The CRA reassessed the taxpayer beyond the normal reassessment period for those years to include amounts from the account in his income, impose gross negligence penalties for the unreported income in some of the years, to impose late-filing penalties for the T1135 for 1998 to 2013 and to impose gross negligence penalties for the failure to file the T1135 for 2007-2013. The taxpayer appealed the reassessments to the Tax Court.
The Court dismissed the taxpayer’s appeal in respect of the issues above. (The Court allowed appeals for 2014 and 2015 because they had been reassessed beyond the normal reassessment period but the Crown had not led evidence for the years.)

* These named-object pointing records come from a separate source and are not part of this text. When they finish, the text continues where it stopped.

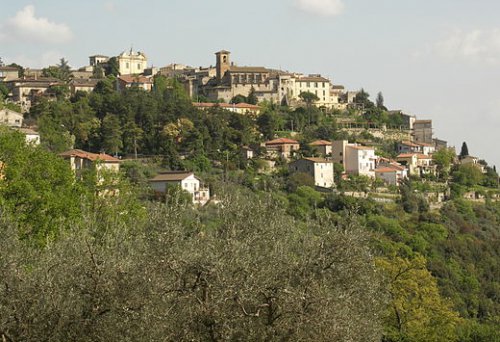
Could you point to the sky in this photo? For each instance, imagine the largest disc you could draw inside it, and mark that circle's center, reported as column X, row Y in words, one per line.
column 436, row 59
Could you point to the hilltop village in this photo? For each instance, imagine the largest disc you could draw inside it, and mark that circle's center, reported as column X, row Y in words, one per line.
column 230, row 203
column 305, row 127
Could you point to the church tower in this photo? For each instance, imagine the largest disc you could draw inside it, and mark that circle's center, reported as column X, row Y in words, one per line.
column 222, row 64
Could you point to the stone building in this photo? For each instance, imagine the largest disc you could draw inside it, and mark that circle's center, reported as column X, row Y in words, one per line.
column 267, row 84
column 422, row 131
column 132, row 63
column 321, row 170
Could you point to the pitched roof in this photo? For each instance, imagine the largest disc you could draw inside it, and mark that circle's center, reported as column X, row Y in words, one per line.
column 89, row 155
column 385, row 170
column 225, row 105
column 248, row 69
column 409, row 143
column 359, row 147
column 312, row 79
column 26, row 131
column 281, row 141
column 320, row 143
column 410, row 155
column 171, row 176
column 134, row 79
column 389, row 168
column 318, row 160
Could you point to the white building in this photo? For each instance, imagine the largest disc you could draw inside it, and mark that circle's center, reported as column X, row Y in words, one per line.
column 324, row 147
column 360, row 160
column 186, row 180
column 132, row 63
column 11, row 118
column 391, row 174
column 356, row 159
column 32, row 137
column 318, row 168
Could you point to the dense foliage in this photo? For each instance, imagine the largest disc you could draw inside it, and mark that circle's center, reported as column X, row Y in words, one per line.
column 273, row 260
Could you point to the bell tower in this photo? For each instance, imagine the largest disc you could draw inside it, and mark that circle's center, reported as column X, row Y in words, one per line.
column 222, row 64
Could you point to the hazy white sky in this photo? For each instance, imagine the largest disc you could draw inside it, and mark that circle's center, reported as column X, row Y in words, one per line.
column 437, row 59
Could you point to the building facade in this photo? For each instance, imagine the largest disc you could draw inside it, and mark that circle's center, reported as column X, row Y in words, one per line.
column 186, row 181
column 320, row 169
column 132, row 63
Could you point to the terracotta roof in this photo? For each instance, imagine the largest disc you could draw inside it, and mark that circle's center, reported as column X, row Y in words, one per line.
column 84, row 82
column 359, row 147
column 406, row 155
column 134, row 79
column 281, row 141
column 171, row 176
column 312, row 79
column 409, row 143
column 385, row 170
column 320, row 143
column 390, row 168
column 89, row 155
column 425, row 144
column 247, row 105
column 318, row 160
column 410, row 155
column 26, row 130
column 225, row 105
column 248, row 69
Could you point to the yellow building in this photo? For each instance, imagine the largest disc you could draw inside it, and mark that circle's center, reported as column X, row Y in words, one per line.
column 131, row 63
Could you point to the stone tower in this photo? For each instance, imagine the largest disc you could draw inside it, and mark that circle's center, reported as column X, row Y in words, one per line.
column 222, row 64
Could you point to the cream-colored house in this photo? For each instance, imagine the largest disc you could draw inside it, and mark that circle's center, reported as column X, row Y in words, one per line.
column 97, row 59
column 186, row 180
column 85, row 85
column 324, row 147
column 356, row 159
column 282, row 147
column 129, row 81
column 81, row 161
column 360, row 160
column 470, row 160
column 417, row 163
column 132, row 63
column 32, row 136
column 391, row 174
column 8, row 73
column 25, row 91
column 415, row 147
column 318, row 168
column 267, row 84
column 11, row 118
column 240, row 108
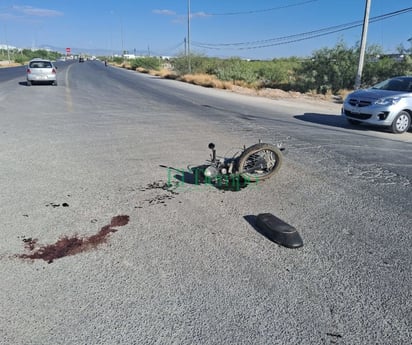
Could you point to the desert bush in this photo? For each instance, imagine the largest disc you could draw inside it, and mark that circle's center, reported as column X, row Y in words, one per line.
column 148, row 63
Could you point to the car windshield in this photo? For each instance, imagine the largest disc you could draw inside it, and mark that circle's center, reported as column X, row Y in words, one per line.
column 395, row 84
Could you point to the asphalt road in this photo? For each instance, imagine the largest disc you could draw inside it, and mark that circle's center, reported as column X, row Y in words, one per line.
column 83, row 171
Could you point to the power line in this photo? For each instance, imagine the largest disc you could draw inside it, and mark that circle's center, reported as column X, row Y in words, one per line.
column 297, row 37
column 260, row 11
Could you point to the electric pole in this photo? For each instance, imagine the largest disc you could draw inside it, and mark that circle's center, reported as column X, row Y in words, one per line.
column 188, row 37
column 363, row 45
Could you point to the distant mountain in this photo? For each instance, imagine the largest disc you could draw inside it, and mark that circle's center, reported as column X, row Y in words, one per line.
column 78, row 51
column 7, row 46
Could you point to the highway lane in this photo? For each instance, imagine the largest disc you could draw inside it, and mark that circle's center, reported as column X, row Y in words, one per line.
column 188, row 267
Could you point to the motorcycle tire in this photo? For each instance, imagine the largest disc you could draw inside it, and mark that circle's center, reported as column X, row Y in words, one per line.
column 259, row 162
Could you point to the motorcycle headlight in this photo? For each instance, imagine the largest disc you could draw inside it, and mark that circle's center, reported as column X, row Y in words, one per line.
column 388, row 101
column 211, row 172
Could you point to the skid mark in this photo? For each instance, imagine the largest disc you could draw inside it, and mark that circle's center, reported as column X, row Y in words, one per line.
column 66, row 246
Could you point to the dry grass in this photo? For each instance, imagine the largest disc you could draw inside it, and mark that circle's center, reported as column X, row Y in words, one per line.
column 206, row 80
column 239, row 86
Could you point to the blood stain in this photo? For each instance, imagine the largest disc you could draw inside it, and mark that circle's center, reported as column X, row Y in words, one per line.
column 66, row 246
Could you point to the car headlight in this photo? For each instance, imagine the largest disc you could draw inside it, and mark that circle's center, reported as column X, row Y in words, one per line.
column 388, row 100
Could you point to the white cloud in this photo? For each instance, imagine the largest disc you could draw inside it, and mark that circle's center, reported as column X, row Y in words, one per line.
column 37, row 12
column 165, row 12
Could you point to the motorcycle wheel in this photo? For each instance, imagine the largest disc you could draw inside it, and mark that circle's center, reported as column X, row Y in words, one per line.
column 259, row 162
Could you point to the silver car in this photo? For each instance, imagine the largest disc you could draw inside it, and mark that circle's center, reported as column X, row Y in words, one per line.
column 388, row 104
column 41, row 71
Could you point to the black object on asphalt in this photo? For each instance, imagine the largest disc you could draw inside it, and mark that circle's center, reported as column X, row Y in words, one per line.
column 278, row 231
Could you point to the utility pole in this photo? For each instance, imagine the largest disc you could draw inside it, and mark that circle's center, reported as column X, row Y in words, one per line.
column 188, row 37
column 363, row 45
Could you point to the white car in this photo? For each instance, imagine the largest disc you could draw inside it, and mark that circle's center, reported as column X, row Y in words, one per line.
column 388, row 104
column 41, row 71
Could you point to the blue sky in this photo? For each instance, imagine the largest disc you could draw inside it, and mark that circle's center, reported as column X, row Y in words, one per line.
column 217, row 27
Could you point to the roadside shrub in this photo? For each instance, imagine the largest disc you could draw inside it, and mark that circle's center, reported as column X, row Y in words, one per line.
column 148, row 63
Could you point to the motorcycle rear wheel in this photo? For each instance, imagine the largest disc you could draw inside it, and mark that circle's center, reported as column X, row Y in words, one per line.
column 259, row 162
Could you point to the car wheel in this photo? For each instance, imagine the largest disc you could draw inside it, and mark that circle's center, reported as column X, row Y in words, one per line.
column 401, row 123
column 354, row 122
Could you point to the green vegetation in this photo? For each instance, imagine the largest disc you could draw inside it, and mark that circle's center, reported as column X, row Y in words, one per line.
column 326, row 71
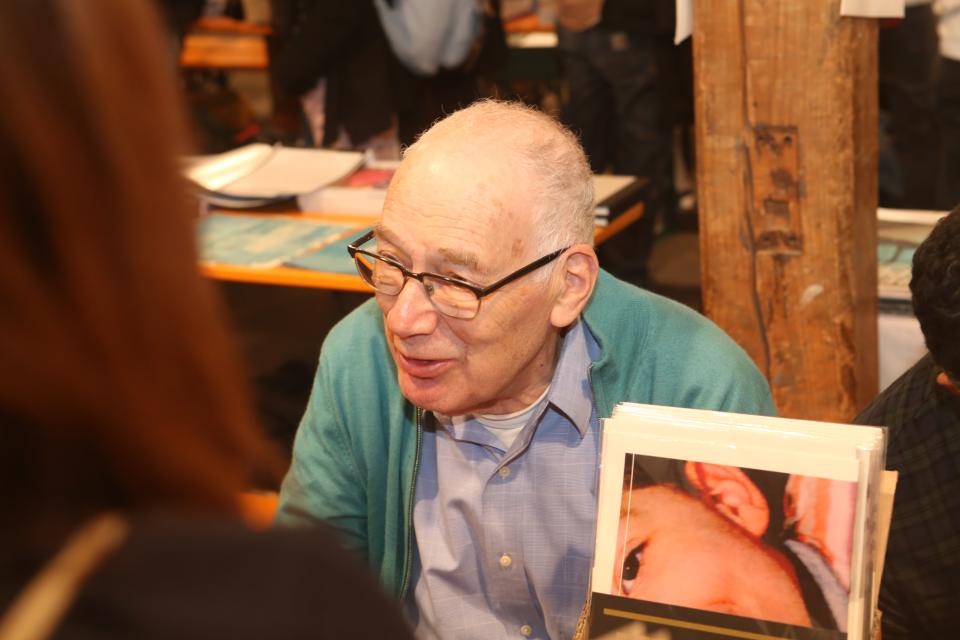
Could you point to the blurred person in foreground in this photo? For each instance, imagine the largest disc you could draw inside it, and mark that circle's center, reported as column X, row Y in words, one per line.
column 921, row 576
column 125, row 431
column 452, row 435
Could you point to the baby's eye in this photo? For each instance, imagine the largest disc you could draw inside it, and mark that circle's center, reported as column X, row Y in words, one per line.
column 631, row 566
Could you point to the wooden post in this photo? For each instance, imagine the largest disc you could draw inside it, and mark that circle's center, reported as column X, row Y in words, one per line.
column 786, row 113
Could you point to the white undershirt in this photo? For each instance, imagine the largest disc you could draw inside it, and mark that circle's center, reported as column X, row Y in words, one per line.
column 506, row 426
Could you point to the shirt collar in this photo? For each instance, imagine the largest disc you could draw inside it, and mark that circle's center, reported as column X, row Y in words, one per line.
column 570, row 390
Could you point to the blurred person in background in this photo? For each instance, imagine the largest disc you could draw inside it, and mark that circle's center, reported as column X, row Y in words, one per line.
column 921, row 575
column 125, row 431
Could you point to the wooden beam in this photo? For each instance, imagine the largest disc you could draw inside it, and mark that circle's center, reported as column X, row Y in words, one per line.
column 786, row 121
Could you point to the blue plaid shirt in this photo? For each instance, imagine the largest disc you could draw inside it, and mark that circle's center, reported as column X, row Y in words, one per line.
column 504, row 538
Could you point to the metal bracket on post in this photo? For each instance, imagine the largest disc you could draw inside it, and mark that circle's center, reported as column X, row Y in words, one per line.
column 776, row 190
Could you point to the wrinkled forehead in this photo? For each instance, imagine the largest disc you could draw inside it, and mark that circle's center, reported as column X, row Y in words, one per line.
column 453, row 196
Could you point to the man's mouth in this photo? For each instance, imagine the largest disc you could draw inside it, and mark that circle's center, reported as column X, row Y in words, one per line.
column 421, row 367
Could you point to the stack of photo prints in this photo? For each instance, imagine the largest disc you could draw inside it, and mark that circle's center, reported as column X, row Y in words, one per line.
column 720, row 525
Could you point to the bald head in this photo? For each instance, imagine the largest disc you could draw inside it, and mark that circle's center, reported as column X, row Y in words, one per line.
column 538, row 164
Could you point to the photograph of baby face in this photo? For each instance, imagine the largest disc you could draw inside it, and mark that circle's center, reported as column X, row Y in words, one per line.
column 757, row 544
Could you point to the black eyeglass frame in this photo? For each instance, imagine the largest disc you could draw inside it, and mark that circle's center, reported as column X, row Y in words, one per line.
column 354, row 248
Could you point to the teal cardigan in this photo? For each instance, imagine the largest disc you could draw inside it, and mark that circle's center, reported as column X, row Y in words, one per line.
column 357, row 448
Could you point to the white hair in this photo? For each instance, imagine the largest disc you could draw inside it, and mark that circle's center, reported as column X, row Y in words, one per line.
column 541, row 148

Regarding gross negligence penalties, the Court concluded the taxpayer had been grossly negligent in part because he had been wilfully blind per Torres v R, 2013 TCC 380, discussed at ¶26. The taxpayer was a well-educated engineer with a history of engaging in relatively sophisticated business activities. The unreported amounts added, on average, 63% to the taxpayer’s income when he was reassessed. The false statements were “readily detected”: if only the taxpayer had bothered to read his tax returns, he would have known to ask about the question relating to foreign property on the T1 jacket. He could have asked his accountant (which he never did), even if he genuinely believed that Canada did not tax the income of a resident taxpayer from foreign property. He could not be heard to blame his accountant for not asking him about the property, especially when he took steps to ensure no one else knew about it. The taxpayer took no steps to discuss the account with his accountant, a third party or the CRA. He could not hide behind the excuse that his only motivation was to hide money from his wife and not the CRA.
In light of the foregoing, as far as the T1135 penalties were concerned, the Court had no difficulty concluding that the taxpayer had not been duly diligent, so as to avoid late-filing penalties under subsection 162(7), or not grossly negligent, so as to avoid penalties under subsections 162(10) and (10.1).